There are two aspects that have not been dealt with and that are of transcendental importance for the understanding of the universe. The first concerns irreversibility in the layer of classical reality. According to the AIT, the amount of information in a TM remains constant, so the irreversibility of thermodynamic systems is an indication that these systems are open, since they do not verify this property, an aspect to which physics must provide an answer.

The second is related to the non-cloning theorem. Quantum systems are reversible and, according to the non-cloning theorem, it is not possible to make exact copies of the unknown quantum state of a particle. But according to the recursion theorem, at least two independent processes are necessary to make a copy. This would mean that in the quantum layer it is not possible to have at least two independent processes to copy such a quantum state. An alternative explanation would be that these quantum states have a non-computable complexity.

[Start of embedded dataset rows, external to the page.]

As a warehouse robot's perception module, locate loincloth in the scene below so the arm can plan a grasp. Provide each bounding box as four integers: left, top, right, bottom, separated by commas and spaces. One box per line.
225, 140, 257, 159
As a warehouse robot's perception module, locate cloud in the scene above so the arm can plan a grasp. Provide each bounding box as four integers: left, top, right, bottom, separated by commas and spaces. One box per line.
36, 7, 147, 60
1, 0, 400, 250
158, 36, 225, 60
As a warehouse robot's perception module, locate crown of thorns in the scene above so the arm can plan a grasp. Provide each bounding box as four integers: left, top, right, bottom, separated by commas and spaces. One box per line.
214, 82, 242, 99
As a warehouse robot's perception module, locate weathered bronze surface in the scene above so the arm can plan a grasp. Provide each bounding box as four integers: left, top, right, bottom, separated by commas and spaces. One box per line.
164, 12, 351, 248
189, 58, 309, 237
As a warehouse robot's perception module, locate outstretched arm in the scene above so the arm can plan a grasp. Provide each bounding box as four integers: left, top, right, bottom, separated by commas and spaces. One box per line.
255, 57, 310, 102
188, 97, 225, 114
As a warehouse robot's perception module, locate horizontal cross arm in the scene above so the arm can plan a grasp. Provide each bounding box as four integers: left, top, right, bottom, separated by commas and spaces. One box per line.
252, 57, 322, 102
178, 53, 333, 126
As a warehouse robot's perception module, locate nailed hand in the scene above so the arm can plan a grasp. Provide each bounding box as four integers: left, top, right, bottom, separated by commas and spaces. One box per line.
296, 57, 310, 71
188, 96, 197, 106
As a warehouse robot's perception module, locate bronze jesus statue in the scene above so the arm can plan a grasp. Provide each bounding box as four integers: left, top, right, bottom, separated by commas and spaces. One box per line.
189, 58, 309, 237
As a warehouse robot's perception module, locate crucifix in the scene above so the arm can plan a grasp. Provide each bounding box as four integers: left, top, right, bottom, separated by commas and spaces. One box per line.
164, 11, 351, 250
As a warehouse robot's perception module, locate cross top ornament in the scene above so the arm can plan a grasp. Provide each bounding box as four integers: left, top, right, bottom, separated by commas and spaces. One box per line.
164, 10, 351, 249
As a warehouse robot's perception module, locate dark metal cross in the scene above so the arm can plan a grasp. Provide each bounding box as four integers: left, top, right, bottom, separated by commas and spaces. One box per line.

Finally, it should be noted that the question of whether mathematics was invented or discovered by humans is flawed by an anthropic view of the universe, which considers humans as a central part of it. But it must be concluded that humans are a part of the universe, as are all the entities that make up the universe, particularly mathematics.

References

[1]E. P. Wigner, “The unreasonable effectiveness of mathematics in the natural sciences.,” Communications on Pure and Applied Mathematics, vol. 13, no. 1, pp. 1-14, 1960.
[2]R. Penrose, The Emperor’s New Mind: Concerning Computers, Minds, and the Laws of Physics, Oxford: Oxford University Press, 1989.
[3]R. Penrose, The Road to Reality: A Complete Guide to the Laws of the Universe, London: Jonathan Cape, 2004.
[4]J.-P. Changeux and A. Connes, Conversations on Mind, Matter, and Mathematics, Princeton N. J.: Princeton University Press, 1995.
[5]C. E. Shannon, “A Mathematical Theory of Communication,” The Bell System Technical Journal, vol. 27, pp. 379-423, 1948.
[6]P. Günwald and P. Vitányi, “Shannon Information and Kolmogorov Complexity,” arXiv:cs/0410002v1 [cs:IT], 2008.
[7]M. Sipser, Introduction to the Theory of Computation, Course Technology, 2012.
[8]H. Poincaré, New Methods of Celestial Mechanics, Springer, 1992.
[9]A. M. Turing, “On computable numbers, with an application to the Entscheidungsproblem.,” Proceedings, London Mathematical Society, pp. 230-265, 1936.
[10]A. W. Senior, R. Evans and e. al., “Improved protein structure prediction using potentials from deep learning,” Nature, vol. 577, pp. 706-710, Jan 2020.
[11]S. Kleene, “On Notation for ordinal numbers,” J. Symbolic Logic, no. 3, p. 150–155, 1938.
[12]A. Savine, Modern Computational Finance: AAD and Parallel Simulations, Wiley, 2018.
[13]N. Bostrom, “Are We Living in a Computer Simulation?,” The Philosophical Quarterly, vol. 53, no. 211, p. 243–255, April 2003.